- Directed by: Leigh Jason
- Written by: Arthur A. Ross
- Screenplay by: Jameson Brewer Leonard Stern
- Produced by: Wallace MacDonald
- Starring: Pat O'Brien Cameron Mitchell Richard Denning
- Cinematography: Henry Freulich
- Edited by: Jerome Thoms
- Production company: Columbia Pictures
- Distributed by: Columbia Pictures
- Release date: February 28, 1952;
- Running time: 67 minutes
- Country: United States
- Language: English

= Okinawa (film) =

1952 film by Leigh Jason

Okinawa is a 1952 American war film directed by Leigh Jason and starring Pat O'Brien, Cameron Mitchell and Richard Denning.
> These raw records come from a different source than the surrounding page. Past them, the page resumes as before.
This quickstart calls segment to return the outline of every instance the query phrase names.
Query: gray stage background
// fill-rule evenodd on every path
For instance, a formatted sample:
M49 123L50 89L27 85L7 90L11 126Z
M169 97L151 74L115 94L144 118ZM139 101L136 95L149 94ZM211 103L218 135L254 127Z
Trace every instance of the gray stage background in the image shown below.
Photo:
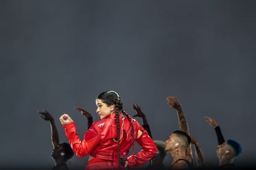
M216 164L217 139L242 145L237 165L254 164L255 100L255 1L1 1L0 168L54 166L49 123L70 115L80 137L95 97L109 89L135 114L147 114L154 139L179 129L166 97L179 99L206 161ZM139 118L136 118L140 122ZM83 169L88 157L69 167ZM168 156L166 166L171 162Z

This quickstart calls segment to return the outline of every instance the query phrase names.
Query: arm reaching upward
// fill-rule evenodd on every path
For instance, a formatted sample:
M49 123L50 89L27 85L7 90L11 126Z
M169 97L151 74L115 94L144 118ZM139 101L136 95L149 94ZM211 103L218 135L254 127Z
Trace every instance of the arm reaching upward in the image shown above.
M53 144L53 148L56 148L59 144L59 134L55 124L54 119L51 115L51 114L45 110L45 109L43 111L37 111L40 115L40 117L43 119L45 121L49 121L51 125L51 142Z
M169 96L166 98L168 104L173 108L176 110L177 114L178 116L178 121L179 125L179 129L186 132L188 135L190 135L189 124L187 121L181 105L179 100L174 96ZM187 153L190 154L191 158L193 158L193 153L191 149L191 144L187 148Z
M134 115L134 117L140 117L142 118L142 127L148 132L148 136L152 138L152 134L151 133L150 126L148 123L148 121L146 118L146 115L142 111L140 107L138 105L132 105L132 108L136 111L137 114Z
M218 144L219 145L223 144L223 142L225 142L225 139L224 139L221 129L216 121L214 119L207 116L205 116L204 118L205 120L208 122L209 124L211 125L215 130L216 135L217 136Z

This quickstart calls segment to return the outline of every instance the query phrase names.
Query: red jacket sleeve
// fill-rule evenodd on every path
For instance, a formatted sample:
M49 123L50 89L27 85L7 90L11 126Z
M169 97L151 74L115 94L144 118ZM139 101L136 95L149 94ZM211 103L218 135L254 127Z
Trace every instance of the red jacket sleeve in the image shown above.
M85 134L83 140L80 140L74 122L62 126L66 136L77 157L83 157L90 153L101 140L100 129L94 124Z
M135 125L135 123L134 123ZM137 126L140 126L139 125ZM141 126L140 126L141 127ZM127 160L129 166L138 167L144 164L147 161L153 158L158 153L158 150L153 140L148 136L148 132L142 127L139 129L142 131L142 134L135 141L142 148L136 155L129 156ZM137 134L137 133L136 133Z

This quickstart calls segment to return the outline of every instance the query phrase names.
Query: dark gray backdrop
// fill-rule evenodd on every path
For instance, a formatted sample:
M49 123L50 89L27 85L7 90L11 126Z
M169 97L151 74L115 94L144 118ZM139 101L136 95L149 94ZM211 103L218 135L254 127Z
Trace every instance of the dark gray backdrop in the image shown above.
M255 2L254 1L1 1L0 168L54 165L50 126L69 114L80 137L100 92L116 91L124 108L147 114L154 139L179 128L166 97L179 99L205 160L216 164L217 140L242 145L236 164L255 156ZM136 118L140 121L140 119ZM87 157L70 168L83 169ZM171 161L167 156L166 165Z

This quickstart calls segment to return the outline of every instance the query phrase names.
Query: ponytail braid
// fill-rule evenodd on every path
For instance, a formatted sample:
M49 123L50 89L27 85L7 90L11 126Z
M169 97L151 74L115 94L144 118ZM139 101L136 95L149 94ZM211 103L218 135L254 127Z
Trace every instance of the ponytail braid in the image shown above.
M117 98L118 99L118 98ZM116 103L116 129L117 129L117 153L118 153L118 160L119 160L119 164L118 164L118 168L120 169L120 147L119 147L119 144L120 144L120 121L119 121L119 110L120 110L120 100L117 100L117 103Z
M134 166L134 155L135 155L135 139L134 139L134 121L132 121L132 117L128 115L128 113L127 113L126 111L122 111L122 113L124 115L126 115L126 116L128 118L129 121L130 123L130 126L132 127L132 167Z

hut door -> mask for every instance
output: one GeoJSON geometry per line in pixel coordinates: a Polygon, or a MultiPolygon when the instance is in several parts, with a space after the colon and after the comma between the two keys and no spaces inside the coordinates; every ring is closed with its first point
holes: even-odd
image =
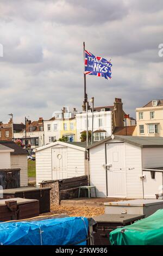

It was produced and distributed by Columbia Pictures as a second feature.

==Plot==
Captain Hale commands a U.S. Navy destroyer taking part in the Battle of Okinawa and the kamikaze attacks.

== Cast ==
- Pat O'Brien as Lt. Cmdr. Hale
- Cameron Mitchell as 'Grip' McCleary
- Richard Denning as Lt. Phillips
- Rhys Williams as Robby Roberg
- James Dobson as Emerson
- Richard Benedict as Delgado
- Rudy Robles as Felix
- Norman Budd as Smith
- Don Gibson as Lt. Sanders
- George A. Cooper as Yeoman

== Reception ==
A contemporary review noted that "unfortunately [the film] carried as a cargo an overload of dialogue."